Over the years the buying public, and notably pro photographers, had embraced and been burned by their digital experience. In the beginning the category was oversold on what it could do. Imagine trying to get good prints out of what essentially were VGA-resolution chips. I have kept a sampler of images made from digital cameras over the years, and the early ones look like TV reception in a cheap motel. Pros spent countless thousands on gear that quickly grew obsolete. Early adopters who some dubbed the leading edge became cynically characterized as the “bleeding edge.” But as things progressed, people fell in love with the convenience and economy of digital. Things still went awry, and buyers still felt they were paying to be part of a product improvement focus group, but despite it all digital began to prevail.
But the conversion of our industry to digital does not change the core business of the photo industry—something, I might add, that should not change. That core is being the industry that gives people products and services that help them record their lives. We provide the ways and means for people to remember their loved ones and to examine their social standing and perceptions of the world around them. We feed their imagination, their creativity and desire to share. We bring them fun and excitement, and often a reason to be in a certain place at a certain time.

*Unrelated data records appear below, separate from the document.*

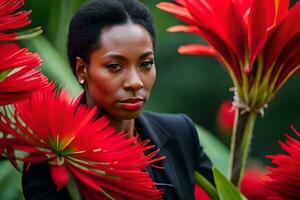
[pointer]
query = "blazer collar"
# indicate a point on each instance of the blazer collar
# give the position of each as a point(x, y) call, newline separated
point(159, 136)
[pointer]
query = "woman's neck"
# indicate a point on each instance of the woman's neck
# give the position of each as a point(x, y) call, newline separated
point(118, 124)
point(123, 125)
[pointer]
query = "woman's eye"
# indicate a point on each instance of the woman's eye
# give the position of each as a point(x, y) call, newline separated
point(147, 64)
point(114, 67)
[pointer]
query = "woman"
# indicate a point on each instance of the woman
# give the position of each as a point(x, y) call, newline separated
point(111, 52)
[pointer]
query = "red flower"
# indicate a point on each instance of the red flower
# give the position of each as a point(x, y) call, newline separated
point(258, 41)
point(18, 76)
point(252, 185)
point(104, 163)
point(226, 116)
point(9, 20)
point(284, 179)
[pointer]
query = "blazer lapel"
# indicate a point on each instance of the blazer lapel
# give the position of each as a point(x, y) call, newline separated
point(160, 137)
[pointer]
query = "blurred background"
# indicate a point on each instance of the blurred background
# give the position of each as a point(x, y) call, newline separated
point(192, 85)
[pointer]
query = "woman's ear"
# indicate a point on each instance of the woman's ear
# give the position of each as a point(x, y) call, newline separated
point(81, 70)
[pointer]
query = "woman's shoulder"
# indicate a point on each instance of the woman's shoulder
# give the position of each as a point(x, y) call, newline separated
point(177, 124)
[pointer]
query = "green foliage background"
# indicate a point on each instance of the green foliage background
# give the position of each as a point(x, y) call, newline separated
point(185, 84)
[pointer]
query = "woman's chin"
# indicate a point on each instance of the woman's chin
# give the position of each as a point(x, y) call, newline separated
point(131, 114)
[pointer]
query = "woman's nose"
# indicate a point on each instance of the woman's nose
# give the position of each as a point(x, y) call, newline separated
point(133, 81)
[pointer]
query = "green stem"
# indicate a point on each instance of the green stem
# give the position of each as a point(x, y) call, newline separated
point(207, 186)
point(240, 142)
point(73, 189)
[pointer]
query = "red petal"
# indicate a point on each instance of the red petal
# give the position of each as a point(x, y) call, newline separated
point(197, 49)
point(257, 28)
point(288, 28)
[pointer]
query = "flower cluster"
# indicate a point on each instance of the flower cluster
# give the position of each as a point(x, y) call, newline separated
point(18, 74)
point(104, 163)
point(257, 41)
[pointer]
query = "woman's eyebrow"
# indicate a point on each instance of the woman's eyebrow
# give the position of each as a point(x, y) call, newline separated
point(147, 53)
point(115, 56)
point(121, 57)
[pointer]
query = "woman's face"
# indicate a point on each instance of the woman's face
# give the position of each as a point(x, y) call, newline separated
point(121, 73)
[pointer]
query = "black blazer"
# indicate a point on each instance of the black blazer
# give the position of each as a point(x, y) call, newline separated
point(177, 139)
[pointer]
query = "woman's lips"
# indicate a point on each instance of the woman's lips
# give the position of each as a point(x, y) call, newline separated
point(132, 103)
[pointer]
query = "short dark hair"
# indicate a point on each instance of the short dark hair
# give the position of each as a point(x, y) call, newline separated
point(89, 21)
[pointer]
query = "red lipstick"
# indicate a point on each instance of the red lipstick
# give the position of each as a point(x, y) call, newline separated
point(135, 103)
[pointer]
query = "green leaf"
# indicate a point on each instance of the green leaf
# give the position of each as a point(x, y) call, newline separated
point(207, 186)
point(214, 149)
point(54, 65)
point(10, 181)
point(226, 190)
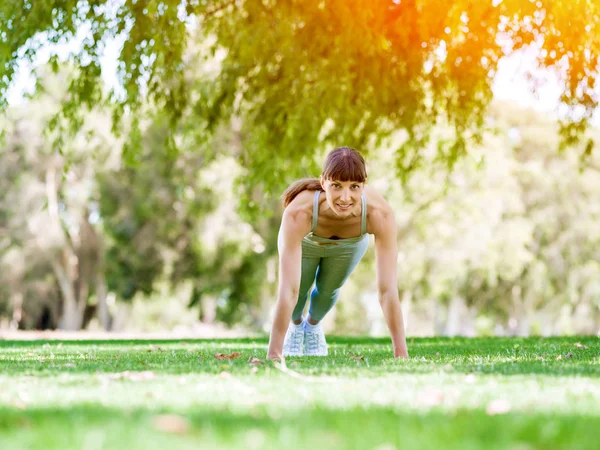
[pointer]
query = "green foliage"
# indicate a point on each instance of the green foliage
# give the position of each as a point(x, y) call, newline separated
point(309, 75)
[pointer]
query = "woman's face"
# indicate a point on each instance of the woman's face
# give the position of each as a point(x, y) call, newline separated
point(343, 197)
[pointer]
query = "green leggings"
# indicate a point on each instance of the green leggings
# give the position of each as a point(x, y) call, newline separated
point(327, 263)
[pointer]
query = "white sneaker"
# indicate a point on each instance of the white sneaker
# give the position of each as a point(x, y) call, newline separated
point(294, 340)
point(314, 341)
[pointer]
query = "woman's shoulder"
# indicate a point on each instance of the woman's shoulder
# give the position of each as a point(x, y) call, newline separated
point(379, 210)
point(301, 206)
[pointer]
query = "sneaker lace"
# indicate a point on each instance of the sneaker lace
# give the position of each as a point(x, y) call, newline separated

So, with all the goings-on of the past 20 years, we should maintain focus on just what it is we do and why we enjoy doing it. Photography, be it digital or film, is a vital part of our lives and is often an important thread in the cloth of our existence. That hasn’t changed, and will never change. That’s why this industry is so vital, so challenging and, at times, just plain fun. It’s a family with squabbles and mad uncles in the attic, but through it all we can be proud of what we do and how we bring joy and, dare I say, a measure of fulfillment to so many lives.
The products and services we sell today weren’t even glimmers in the minds of researchers back in ’93. New entrepreneurs and companies have arisen, and technology rules the roost. It’s digital everything, all the time. But I can predict that one thing will remain true 20 years from now: photography—be it via digital cameras or eyeglasses that record with a wink or tablets and phones that send images into a cloud—will still be the medium for creative expression and keeping close and dear the precious people and moments in our lives. As long as we keep our eye on that ball, we’ll continue to provide a vital service and remain a viable and meaningful business to our customers.